Prep 15 mins
Cook 15 mins
This recipe is from Ghirardelli.
- 1⁄4 cup unsweetened cocoa
- 1 1⁄8 cups all-purpose flour
- 1 1⁄4 teaspoons baking soda
- 1⁄4 teaspoon salt
- 1 large egg
- 1⁄2 cup light brown sugar, firmly packed
- 1⁄2 cup granulated sugar
- 5⁄8 cup milk
- 1⁄3 cup coffee or 1⁄3 cup espresso, strong brewed
- 1⁄2 cup unsalted butter
- Preheat the oven to 350°F Line 12 cupcake molds or muffin tins with paper liners or spray with nonstick spray. To make the cupcakes, sift together the flour, cocoa, baking soda and salt. In a medium bowl, whisk together the egg, brown sugar, and white sugar. Whisk in the milk, coffee, and melted butter. Whisk in the dry ingredients. Divide the batter evenly among the cupcake molds, filling them about three-quarters full.

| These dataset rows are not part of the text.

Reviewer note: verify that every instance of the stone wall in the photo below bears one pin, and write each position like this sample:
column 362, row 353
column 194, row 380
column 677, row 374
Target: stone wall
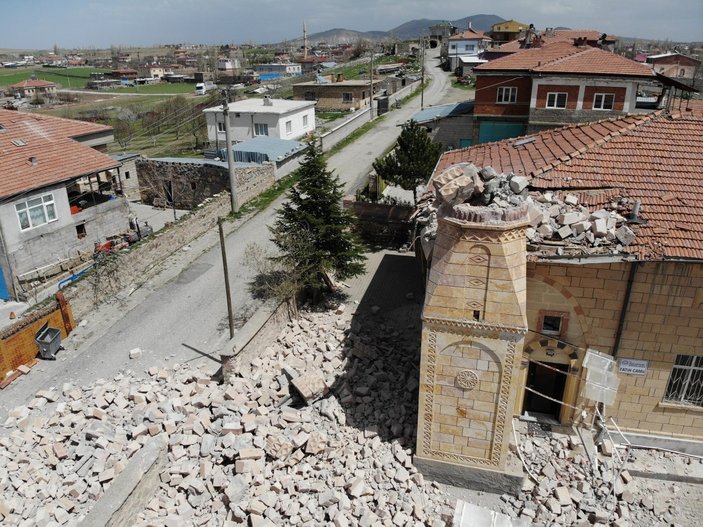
column 381, row 225
column 139, row 263
column 192, row 183
column 664, row 318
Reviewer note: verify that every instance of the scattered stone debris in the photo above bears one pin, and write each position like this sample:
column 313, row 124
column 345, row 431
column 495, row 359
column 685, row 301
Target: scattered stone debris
column 572, row 491
column 557, row 225
column 238, row 452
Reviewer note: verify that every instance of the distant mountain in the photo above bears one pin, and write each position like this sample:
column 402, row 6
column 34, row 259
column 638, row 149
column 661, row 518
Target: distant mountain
column 407, row 31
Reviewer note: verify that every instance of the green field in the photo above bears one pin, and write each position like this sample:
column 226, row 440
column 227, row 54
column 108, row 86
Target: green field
column 164, row 87
column 66, row 77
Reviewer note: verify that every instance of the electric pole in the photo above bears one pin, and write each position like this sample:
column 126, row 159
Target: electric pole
column 230, row 156
column 422, row 75
column 371, row 86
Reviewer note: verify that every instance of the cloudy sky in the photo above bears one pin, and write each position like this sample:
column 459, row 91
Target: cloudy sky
column 101, row 23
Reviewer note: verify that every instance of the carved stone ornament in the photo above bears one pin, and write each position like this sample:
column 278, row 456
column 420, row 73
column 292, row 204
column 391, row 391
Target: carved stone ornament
column 467, row 379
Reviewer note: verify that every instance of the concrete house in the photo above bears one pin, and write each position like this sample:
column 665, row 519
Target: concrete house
column 553, row 85
column 469, row 43
column 278, row 118
column 56, row 196
column 586, row 237
column 33, row 87
column 337, row 94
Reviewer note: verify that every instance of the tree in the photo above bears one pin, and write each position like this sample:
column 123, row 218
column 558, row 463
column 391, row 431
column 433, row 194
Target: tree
column 412, row 160
column 312, row 231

- Bake for 15 minutes, or until a tester inserted in the middle of the cupcakes comes out clean. Cool for 10 minutes. Using a small spatula or knife, remove the cupcakes from the pan. Continue to cool on a wire rack to room temperature.
Fabulous cupcakes!! I am rating this on the cake part only, as the frosting didn't work out well for me, it was more of a glaze, very runny, until I added approximately 1-2 cups of powered sugar (didn't measure). It made exactly 12 cupcakes and was very easy to make. I froze 1/3 of the recipe, as I am making desserts ahead of time for Thanksgiving. Thanks for sharing the recipe. Made for PRMR Tag Game.